Smith first made history by winning the 200m sprint in under 20 seconds at the 1968 Summer Olympic games in Mexico City. Along with John Carlos, Smith wore black gloves during the awards ceremony, bowed his head, and brought Black Power into the living rooms of a global audience. Drenched in controversy, the silent yet overwhelmingly powerful gesture remains a visual touchstone to the African American experience, and just like its Olympic counterpart, there is a Torch being passed from Smith and the Civil Rights activists of his generation to today’s, and Killer Mike is helping to engage even younger activists to learn the history of the movement. That history is on full display in this 20-minute conversation. The two get in-depth about the photograph in question, but more importantly the inspiration behind it.

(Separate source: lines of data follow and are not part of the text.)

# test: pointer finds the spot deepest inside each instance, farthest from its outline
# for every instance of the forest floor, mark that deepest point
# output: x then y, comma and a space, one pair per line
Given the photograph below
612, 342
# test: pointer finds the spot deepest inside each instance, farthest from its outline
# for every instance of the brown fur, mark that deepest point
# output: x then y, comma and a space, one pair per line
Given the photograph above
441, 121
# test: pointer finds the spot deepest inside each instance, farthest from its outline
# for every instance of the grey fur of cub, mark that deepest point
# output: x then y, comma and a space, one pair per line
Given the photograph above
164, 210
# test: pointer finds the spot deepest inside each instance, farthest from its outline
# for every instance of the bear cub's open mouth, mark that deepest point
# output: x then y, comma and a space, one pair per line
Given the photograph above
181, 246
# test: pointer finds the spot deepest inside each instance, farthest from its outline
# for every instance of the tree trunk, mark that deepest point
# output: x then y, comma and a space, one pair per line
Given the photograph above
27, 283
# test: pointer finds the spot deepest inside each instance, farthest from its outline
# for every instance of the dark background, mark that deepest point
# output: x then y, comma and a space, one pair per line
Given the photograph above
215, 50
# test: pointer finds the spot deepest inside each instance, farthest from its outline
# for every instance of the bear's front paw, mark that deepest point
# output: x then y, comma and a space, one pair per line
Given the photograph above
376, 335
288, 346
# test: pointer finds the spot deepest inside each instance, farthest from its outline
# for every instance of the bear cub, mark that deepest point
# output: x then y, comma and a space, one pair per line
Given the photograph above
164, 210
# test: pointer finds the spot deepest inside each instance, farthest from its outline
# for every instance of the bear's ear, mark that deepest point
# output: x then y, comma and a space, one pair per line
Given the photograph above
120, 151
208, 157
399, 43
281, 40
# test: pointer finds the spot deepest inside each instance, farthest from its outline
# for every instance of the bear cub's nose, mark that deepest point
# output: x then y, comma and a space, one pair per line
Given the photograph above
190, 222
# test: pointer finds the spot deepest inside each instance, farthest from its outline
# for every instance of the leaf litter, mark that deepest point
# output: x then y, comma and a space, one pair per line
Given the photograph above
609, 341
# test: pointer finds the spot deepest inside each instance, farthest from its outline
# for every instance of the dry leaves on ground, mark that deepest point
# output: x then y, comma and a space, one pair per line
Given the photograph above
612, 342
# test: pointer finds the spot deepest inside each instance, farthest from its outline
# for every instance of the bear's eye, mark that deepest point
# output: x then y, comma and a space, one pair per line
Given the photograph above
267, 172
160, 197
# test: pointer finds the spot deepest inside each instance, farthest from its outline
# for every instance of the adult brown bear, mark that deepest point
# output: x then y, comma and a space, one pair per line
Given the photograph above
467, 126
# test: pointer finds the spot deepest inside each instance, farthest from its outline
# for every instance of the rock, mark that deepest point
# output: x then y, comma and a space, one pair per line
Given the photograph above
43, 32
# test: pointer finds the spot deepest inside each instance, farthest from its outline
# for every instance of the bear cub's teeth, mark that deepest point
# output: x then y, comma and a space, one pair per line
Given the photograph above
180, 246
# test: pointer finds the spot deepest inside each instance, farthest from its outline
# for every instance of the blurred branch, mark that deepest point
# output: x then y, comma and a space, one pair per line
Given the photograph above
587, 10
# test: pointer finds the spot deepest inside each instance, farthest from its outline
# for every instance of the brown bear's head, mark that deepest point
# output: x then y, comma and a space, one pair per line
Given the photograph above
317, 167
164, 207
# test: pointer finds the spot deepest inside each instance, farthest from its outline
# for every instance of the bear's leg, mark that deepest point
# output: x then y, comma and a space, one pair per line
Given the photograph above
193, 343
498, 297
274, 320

“Human rights worldwide, no matter where you are,” is something Smith, Carlos, and Australian Peter Norman (also photographed) were focused on as athletes representing their respective countries, Smith shares. His decision to raise his fist in such a way was inspired, in part, by his upbringing. He shares that both of his parents were born in 1912 and that where he was raised “mimicked slavery in many ways” due to the practice of sharecropping which enslaved many African-Americans in a world of indentured servitude. His personal history paints his upbringing and eventual decision to use the platform of his Olympic success to drive home the point that, despite what he was told, athletics and politics do – and sometimes should – mix. As he shares with Mike, “it was the Olympic Project for Human Rights,” he says of the organization formed to protest segregation and racism in sports. “When we got back to the United States, we had already told the world that ‘you need more love. Love is key to existence. Why can’t you love your neighbor?'”
It’s a powerful, inspirational, and beautiful look into the many divergent threads which have been woven into today’s Civil Rights tapestry.